Berdasarkan informasi yang diperoleh, insiden tersebut bermula saat pasangan suami istri yang mengendarai sepeda motor berhenti di sekitar area terowongan. Tidak lama kemudian, kedua pelaku mendatangi korban dan meminta mereka untuk segera melanjutkan perjalanan dengan alasan menghindari kemacetan di lokasi.
Namun situasi kemudian memanas hingga berujung pada dugaan tindak kekerasan terhadap korban. Aksi tersebut terekam dan beredar luas di media sosial, memicu kecaman dari berbagai kalangan masyarakat.
Kanit Resmob Satreskrim Polrestabes Medan, Iptu Ramadhani Bimo Setiadi, menjelaskan bahwa berdasarkan hasil pemeriksaan awal, para pelaku mengaku kesal karena menganggap korban menjadi penyebab kemacetan di kawasan terowongan rel kereta api tersebut.
"Menurut keterangan pelaku, mereka meminta korban untuk melanjutkan perjalanan. Namun korban memilih berhenti karena di atas rel saat itu sedang terjadi keributan atau tawuran sehingga dinilai berbahaya untuk dilalui," ujar Iptu Bimo, Kamis (4/6/2026).
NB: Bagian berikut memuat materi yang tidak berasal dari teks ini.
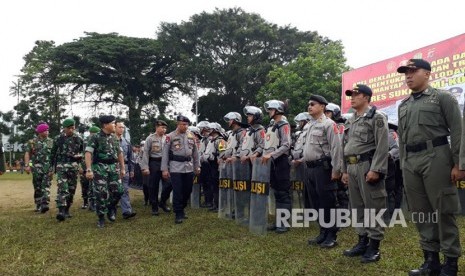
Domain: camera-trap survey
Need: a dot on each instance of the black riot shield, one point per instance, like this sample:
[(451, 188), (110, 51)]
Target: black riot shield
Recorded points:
[(241, 186), (259, 193), (297, 181), (195, 195)]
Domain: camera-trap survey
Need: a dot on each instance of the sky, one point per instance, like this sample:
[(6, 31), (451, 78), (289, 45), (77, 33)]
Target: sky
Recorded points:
[(370, 31)]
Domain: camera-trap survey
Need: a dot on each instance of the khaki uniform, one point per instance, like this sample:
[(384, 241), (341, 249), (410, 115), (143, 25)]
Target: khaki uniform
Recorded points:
[(366, 149), (425, 121)]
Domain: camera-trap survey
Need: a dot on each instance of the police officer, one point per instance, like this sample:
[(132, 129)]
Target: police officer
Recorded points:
[(365, 150), (426, 118), (38, 151), (277, 146), (179, 162), (216, 145), (322, 154), (65, 157), (103, 152), (151, 165)]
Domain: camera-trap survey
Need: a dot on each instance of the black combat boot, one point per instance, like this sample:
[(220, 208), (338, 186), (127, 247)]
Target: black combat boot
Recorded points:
[(450, 267), (330, 240), (61, 214), (358, 249), (67, 214), (101, 221), (431, 266), (372, 253), (320, 238)]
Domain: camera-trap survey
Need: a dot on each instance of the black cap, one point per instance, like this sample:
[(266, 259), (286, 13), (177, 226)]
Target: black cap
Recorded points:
[(160, 123), (414, 63), (106, 119), (361, 88), (181, 118), (319, 99)]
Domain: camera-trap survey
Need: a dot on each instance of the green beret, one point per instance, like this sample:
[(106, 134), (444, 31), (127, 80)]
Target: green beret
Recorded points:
[(94, 129), (68, 122)]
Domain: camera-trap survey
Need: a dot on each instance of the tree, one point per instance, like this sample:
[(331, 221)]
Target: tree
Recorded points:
[(230, 52), (317, 70)]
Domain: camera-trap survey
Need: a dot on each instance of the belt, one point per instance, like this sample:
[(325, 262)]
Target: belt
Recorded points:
[(317, 163), (438, 141), (155, 159), (354, 159)]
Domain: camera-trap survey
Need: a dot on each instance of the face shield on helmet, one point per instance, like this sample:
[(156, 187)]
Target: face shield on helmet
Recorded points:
[(255, 112)]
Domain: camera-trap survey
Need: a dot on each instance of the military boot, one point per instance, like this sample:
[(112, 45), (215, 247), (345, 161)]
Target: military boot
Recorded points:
[(358, 249), (61, 214), (372, 253), (431, 266), (320, 238), (450, 267)]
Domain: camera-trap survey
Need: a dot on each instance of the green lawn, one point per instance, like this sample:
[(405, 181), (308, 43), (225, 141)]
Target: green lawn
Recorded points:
[(36, 244)]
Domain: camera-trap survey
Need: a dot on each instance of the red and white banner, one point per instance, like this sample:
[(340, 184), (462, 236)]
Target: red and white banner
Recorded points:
[(447, 60)]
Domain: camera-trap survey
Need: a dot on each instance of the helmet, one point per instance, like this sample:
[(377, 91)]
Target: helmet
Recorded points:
[(255, 111), (194, 130), (335, 109), (303, 116), (215, 127), (233, 116), (275, 104)]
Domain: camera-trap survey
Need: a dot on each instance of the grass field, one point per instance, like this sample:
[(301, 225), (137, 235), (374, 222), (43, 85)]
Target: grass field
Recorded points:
[(36, 244)]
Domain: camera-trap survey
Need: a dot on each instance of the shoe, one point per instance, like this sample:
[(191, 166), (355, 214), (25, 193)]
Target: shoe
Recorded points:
[(318, 239), (281, 230), (330, 240), (450, 267), (101, 221), (129, 215), (431, 266), (61, 214), (44, 208), (165, 208), (372, 254), (358, 249)]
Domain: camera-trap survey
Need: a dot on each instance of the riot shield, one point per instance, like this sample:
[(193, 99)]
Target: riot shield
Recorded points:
[(297, 181), (195, 195), (225, 186), (259, 193), (241, 186)]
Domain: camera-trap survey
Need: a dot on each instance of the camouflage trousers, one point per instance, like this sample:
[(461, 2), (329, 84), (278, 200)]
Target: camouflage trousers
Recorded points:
[(66, 182), (107, 186), (41, 183)]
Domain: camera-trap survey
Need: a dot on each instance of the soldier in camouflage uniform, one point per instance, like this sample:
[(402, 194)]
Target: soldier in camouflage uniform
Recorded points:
[(65, 157), (38, 151), (103, 152), (86, 184)]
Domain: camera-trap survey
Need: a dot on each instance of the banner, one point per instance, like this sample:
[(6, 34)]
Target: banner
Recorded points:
[(447, 59)]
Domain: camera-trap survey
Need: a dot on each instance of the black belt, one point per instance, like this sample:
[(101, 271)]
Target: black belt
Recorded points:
[(317, 163), (354, 159), (438, 141), (155, 159)]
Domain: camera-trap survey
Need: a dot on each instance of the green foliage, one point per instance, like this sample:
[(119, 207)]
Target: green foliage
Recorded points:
[(317, 70), (230, 52)]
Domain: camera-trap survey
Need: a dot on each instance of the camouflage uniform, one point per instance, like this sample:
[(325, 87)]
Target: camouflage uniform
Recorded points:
[(64, 156), (107, 187), (39, 151)]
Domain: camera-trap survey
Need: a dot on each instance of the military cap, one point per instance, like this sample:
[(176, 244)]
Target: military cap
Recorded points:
[(106, 119), (181, 118), (94, 129), (361, 88), (319, 99), (160, 123), (68, 122), (414, 63)]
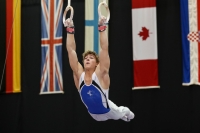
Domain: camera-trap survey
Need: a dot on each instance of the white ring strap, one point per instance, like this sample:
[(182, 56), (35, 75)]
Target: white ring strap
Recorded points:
[(108, 11), (69, 7)]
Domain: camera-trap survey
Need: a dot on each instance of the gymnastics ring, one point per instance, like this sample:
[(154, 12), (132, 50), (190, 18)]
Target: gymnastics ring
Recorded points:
[(108, 11), (66, 10)]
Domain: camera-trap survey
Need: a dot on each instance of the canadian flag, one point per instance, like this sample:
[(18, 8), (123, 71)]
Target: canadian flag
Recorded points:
[(145, 56)]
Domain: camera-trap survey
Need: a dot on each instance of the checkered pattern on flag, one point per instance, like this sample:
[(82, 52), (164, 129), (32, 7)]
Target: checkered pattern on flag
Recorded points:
[(190, 25), (51, 47), (91, 24)]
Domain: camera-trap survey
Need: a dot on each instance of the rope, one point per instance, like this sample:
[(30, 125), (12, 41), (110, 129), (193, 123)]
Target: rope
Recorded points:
[(8, 46)]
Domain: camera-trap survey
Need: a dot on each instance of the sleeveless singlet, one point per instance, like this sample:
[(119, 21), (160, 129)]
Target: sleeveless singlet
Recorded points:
[(93, 96)]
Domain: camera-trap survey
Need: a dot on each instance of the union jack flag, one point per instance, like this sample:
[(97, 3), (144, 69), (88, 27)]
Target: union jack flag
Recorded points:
[(51, 46)]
Setelah menerima laporan dan melakukan serangkaian penyelidikan, petugas berhasil mengidentifikasi serta menangkap kedua terduga pelaku. Saat diamankan, keduanya langsung dibawa ke Polrestabes Medan untuk menjalani pemeriksaan lebih lanjut.
Polisi menegaskan bahwa setiap bentuk tindakan main hakim sendiri maupun kekerasan terhadap masyarakat tidak dapat dibenarkan dan akan diproses sesuai ketentuan hukum yang berlaku.
Saat ini penyidik masih mendalami seluruh rangkaian peristiwa, termasuk mengumpulkan keterangan saksi dan alat bukti guna melengkapi berkas perkara.